Poster image Jean-Luc Godard

Jean-Luc Godard is a Swiss filmmaker born in 1930 in Paris and considered one of the greatest essayists of cinema. He began his career in the 1950s as a film critic, notably at the Cahiers du cinéma alongside François Truffaut, Éric Rohmer, and Jacques Rivette. His first feature film, Breathless, made in 1959, was a great success and became one of the founding films of the French New Wave. This was the beginning of a series of films in which Godard rethought cinema by reinventing the narrative form, notably The Little Soldier (1960), A Woman Is a Woman (1961), The Carabineers (1963), Contempt (1963) and Pierrot le Fou (1965). In May 1968, Godard was an active activist and took part in the protest at the Cannes Film Festival with François Truffaut.
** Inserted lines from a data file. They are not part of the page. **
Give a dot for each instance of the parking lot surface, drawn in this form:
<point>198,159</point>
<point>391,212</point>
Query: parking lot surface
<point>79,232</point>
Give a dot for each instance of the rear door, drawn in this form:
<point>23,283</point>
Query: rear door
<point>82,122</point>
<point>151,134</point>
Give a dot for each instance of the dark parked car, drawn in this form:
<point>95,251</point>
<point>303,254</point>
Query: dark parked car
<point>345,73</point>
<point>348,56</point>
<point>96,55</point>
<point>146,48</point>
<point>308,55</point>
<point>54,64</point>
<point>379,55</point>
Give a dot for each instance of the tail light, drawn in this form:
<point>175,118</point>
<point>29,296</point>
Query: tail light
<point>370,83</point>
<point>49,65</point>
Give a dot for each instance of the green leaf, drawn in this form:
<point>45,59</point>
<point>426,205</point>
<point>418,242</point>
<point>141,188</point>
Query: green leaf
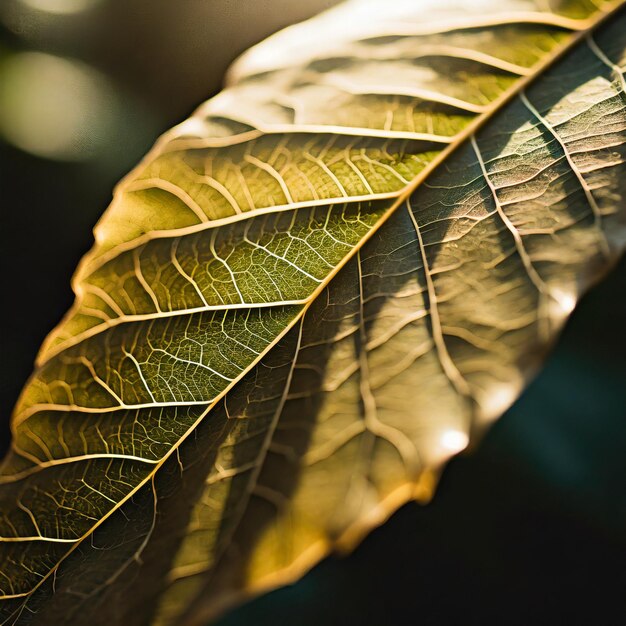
<point>307,297</point>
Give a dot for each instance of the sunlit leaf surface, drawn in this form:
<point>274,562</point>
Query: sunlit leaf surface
<point>308,297</point>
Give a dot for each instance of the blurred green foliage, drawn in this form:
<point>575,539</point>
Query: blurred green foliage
<point>528,529</point>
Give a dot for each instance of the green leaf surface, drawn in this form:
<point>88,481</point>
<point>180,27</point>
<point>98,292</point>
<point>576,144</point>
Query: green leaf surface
<point>307,297</point>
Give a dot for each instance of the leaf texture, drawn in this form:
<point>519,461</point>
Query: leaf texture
<point>307,297</point>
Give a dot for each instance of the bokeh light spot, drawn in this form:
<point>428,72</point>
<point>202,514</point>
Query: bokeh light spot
<point>55,108</point>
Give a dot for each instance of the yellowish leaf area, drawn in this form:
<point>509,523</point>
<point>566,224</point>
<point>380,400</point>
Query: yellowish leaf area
<point>308,297</point>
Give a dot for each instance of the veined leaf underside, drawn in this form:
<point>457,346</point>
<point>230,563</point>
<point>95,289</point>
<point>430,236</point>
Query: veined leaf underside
<point>307,298</point>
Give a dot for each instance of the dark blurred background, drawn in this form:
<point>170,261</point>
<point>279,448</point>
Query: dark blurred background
<point>530,529</point>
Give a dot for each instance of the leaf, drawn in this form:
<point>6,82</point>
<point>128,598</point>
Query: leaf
<point>307,297</point>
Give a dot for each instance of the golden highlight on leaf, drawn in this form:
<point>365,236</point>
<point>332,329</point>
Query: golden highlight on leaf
<point>308,297</point>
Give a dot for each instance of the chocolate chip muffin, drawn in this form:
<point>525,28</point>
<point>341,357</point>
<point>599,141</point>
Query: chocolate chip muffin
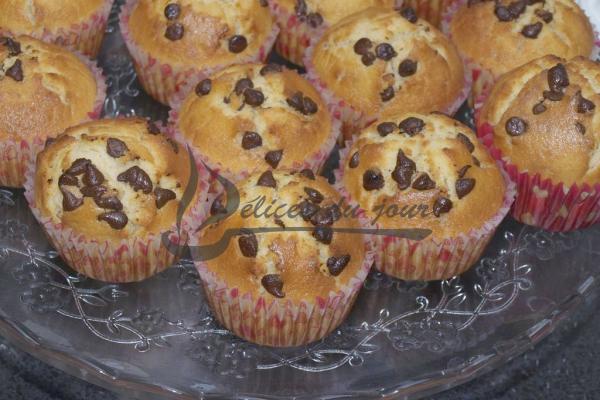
<point>294,273</point>
<point>252,117</point>
<point>106,192</point>
<point>76,25</point>
<point>429,174</point>
<point>44,89</point>
<point>302,22</point>
<point>498,36</point>
<point>380,61</point>
<point>542,119</point>
<point>173,41</point>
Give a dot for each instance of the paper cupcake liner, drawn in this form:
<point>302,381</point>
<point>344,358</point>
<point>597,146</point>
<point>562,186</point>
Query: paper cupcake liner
<point>353,120</point>
<point>16,154</point>
<point>553,206</point>
<point>128,260</point>
<point>162,80</point>
<point>430,258</point>
<point>84,37</point>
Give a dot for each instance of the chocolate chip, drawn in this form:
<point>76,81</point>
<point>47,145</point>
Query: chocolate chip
<point>354,160</point>
<point>515,126</point>
<point>248,244</point>
<point>251,140</point>
<point>441,206</point>
<point>16,71</point>
<point>362,46</point>
<point>163,196</point>
<point>267,180</point>
<point>407,67</point>
<point>314,195</point>
<point>464,139</point>
<point>172,11</point>
<point>412,126</point>
<point>545,15</point>
<point>385,51</point>
<point>116,148</point>
<point>532,31</point>
<point>270,69</point>
<point>116,219</point>
<point>253,97</point>
<point>273,158</point>
<point>423,182</point>
<point>539,108</point>
<point>137,178</point>
<point>174,31</point>
<point>237,43</point>
<point>203,87</point>
<point>336,265</point>
<point>70,201</point>
<point>409,13</point>
<point>109,203</point>
<point>385,128</point>
<point>273,285</point>
<point>373,180</point>
<point>323,234</point>
<point>387,94</point>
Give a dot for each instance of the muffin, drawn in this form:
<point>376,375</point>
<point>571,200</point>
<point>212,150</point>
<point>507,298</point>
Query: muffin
<point>428,174</point>
<point>44,89</point>
<point>285,279</point>
<point>496,37</point>
<point>76,25</point>
<point>302,22</point>
<point>171,42</point>
<point>108,194</point>
<point>543,122</point>
<point>380,61</point>
<point>252,117</point>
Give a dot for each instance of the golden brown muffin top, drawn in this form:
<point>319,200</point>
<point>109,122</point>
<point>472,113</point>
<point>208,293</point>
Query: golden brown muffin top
<point>112,179</point>
<point>44,89</point>
<point>295,264</point>
<point>381,61</point>
<point>329,12</point>
<point>200,33</point>
<point>428,166</point>
<point>23,17</point>
<point>546,119</point>
<point>253,116</point>
<point>504,36</point>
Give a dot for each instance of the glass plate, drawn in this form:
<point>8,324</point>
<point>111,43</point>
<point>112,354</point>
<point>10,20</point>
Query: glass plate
<point>403,339</point>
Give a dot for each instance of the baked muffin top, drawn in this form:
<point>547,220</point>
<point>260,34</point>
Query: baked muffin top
<point>382,60</point>
<point>251,117</point>
<point>44,89</point>
<point>546,119</point>
<point>112,179</point>
<point>290,265</point>
<point>200,33</point>
<point>502,35</point>
<point>430,167</point>
<point>22,17</point>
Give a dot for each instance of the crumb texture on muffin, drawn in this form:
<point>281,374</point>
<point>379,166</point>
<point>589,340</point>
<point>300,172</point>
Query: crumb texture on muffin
<point>309,260</point>
<point>427,172</point>
<point>505,34</point>
<point>112,179</point>
<point>252,117</point>
<point>44,89</point>
<point>389,61</point>
<point>200,32</point>
<point>546,120</point>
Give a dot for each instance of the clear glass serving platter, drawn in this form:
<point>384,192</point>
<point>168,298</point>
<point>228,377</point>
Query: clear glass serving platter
<point>157,339</point>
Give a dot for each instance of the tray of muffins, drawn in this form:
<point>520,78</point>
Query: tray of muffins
<point>295,198</point>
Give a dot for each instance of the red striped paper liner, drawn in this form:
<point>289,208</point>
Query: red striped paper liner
<point>163,80</point>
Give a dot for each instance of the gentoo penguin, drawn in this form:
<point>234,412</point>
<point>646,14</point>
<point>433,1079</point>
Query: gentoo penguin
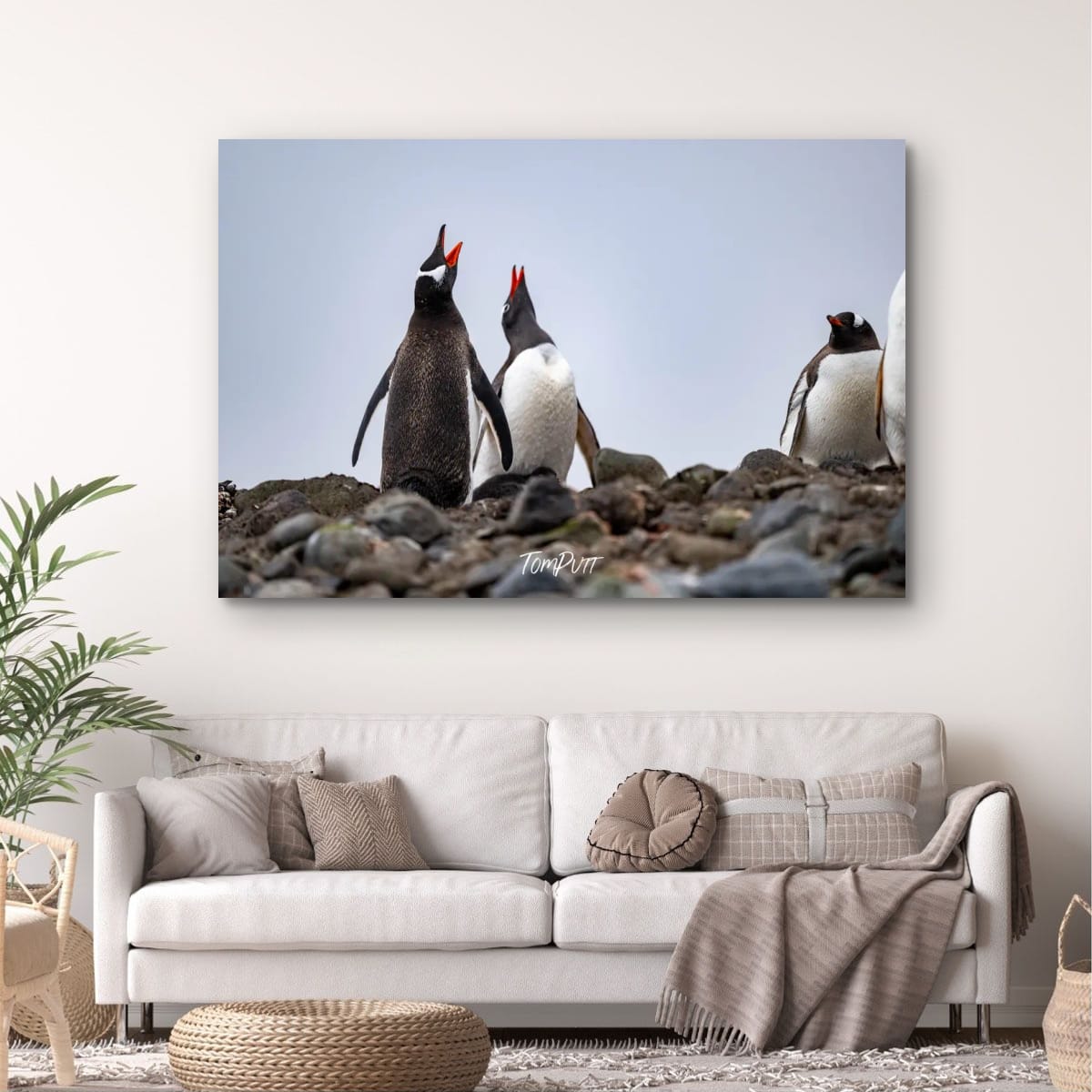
<point>831,410</point>
<point>538,391</point>
<point>891,381</point>
<point>427,431</point>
In 1973, he began working with the scriptwriter Anne-Marie Miéville, who became his partner. Together they made several docu-dramas, between video and television. Video allowed him to work alone on the entire production chain of his films. Between 1988 and 1998, he made Histoire(s) du cinéma, a series of films devoted to the cinema. In 2001, he presented In Praise of Love at Cannes, in 2010 Film socialisme, and in 2014, Goodbye to Language, for which he won the Jury Prize. He returned to Cannes in 2018 with The Image Book, which won a special Palme d'Or. Jean-Luc Godard died on 13 September 2022.